Kartell is an Italian company that makes and sells plastic contemporary furniture. It is headquartered in Noviglio, Metropolitan City of Milan, Italy, and it is a subsidiary of Felofin.

History
The company began manufacturing automobile accessories in 1949. It expanded into home furnishings in 1963. It was founded by Giulio Castelli and Anna Castelli Ferrieri. Kartell became well-known due to the work of designer and architect Anna Castelli Ferrieri.

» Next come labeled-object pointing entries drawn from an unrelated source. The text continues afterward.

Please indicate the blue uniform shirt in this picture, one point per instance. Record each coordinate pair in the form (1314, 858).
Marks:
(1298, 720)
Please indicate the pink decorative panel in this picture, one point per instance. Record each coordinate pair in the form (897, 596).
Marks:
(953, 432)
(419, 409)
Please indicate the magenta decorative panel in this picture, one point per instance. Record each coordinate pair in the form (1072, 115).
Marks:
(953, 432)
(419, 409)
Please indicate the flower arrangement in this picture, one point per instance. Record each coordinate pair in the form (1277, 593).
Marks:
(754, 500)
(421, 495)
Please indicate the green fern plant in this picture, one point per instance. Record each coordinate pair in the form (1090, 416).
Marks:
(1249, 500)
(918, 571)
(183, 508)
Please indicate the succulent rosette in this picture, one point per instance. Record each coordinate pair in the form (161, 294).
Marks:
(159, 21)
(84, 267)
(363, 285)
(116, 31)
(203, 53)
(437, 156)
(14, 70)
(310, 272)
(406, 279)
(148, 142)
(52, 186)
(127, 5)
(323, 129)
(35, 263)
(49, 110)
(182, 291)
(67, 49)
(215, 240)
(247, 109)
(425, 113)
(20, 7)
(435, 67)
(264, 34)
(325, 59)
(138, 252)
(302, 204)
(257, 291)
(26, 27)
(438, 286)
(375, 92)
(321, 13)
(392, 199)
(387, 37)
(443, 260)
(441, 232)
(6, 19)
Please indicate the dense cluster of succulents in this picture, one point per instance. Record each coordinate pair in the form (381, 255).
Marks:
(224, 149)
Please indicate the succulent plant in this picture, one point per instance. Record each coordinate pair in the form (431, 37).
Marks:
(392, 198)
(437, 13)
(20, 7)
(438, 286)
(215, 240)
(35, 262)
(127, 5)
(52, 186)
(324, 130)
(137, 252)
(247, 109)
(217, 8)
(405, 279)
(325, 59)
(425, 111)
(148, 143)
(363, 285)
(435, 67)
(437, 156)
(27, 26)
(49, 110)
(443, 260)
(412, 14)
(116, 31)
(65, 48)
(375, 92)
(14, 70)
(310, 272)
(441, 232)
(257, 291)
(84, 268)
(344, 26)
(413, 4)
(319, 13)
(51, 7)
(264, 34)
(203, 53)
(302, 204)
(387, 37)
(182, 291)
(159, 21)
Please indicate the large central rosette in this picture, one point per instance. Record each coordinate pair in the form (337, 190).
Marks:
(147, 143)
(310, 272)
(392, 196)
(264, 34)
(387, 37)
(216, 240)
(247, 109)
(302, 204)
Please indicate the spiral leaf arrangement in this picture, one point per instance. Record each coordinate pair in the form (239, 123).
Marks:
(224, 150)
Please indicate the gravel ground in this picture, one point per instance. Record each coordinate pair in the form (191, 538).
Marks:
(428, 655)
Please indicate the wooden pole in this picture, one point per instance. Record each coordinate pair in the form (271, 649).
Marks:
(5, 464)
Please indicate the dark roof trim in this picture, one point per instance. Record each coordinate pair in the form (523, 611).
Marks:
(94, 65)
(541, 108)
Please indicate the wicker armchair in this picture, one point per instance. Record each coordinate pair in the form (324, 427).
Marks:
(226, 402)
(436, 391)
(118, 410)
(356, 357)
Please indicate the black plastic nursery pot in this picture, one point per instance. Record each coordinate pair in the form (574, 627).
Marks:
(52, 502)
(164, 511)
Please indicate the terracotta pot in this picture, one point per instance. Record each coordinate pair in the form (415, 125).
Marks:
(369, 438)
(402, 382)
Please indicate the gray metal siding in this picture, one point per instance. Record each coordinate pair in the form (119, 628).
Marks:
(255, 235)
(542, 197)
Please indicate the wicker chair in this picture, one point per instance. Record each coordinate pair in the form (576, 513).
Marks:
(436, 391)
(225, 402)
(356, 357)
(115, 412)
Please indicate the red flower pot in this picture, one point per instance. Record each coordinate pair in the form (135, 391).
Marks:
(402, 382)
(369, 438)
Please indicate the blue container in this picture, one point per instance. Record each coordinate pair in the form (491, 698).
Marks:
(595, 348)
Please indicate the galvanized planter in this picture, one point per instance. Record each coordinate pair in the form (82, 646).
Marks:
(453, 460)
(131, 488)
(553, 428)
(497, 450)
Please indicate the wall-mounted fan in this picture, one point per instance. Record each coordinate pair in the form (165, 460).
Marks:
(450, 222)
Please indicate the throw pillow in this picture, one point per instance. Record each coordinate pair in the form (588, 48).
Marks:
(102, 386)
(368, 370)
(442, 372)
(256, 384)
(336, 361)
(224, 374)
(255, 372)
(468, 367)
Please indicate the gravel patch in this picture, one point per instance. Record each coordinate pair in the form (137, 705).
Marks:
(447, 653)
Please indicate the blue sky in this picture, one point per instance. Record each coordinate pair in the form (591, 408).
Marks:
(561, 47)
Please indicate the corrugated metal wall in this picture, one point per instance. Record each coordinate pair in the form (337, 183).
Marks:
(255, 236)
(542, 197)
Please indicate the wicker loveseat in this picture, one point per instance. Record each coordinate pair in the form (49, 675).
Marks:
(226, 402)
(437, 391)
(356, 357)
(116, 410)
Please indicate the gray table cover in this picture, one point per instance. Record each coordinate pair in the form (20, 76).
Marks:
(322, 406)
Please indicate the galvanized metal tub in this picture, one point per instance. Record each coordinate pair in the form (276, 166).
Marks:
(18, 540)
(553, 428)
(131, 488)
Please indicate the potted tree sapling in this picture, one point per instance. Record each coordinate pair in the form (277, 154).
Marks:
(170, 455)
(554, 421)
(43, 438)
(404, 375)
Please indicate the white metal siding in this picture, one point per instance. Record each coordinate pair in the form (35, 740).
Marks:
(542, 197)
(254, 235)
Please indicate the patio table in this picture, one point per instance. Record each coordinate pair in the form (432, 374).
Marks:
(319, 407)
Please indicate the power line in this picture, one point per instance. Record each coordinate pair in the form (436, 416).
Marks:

The company opened its first store in the United States in 1998, when a Kartell U.S. outlet opened on Greene Street in New York City. Ivan Luini, president of the U.S. division at that time, oversaw the opening of additional stores in Miami, San Francisco, Atlanta, Boston and Los Angeles.

Kartell's retail marketing strategy is to stock items in various styles and colors at prices that appeal to impulse buyers. The company grosses $100 million per year. In addition to its stores, Kartell furnishings are sold by more than 150 independent retailers in the United States.

At the time of his death, Luini was in discussions for Kartell's plastic furnishings to be used in a hotel chain being designed by Philippe Starck.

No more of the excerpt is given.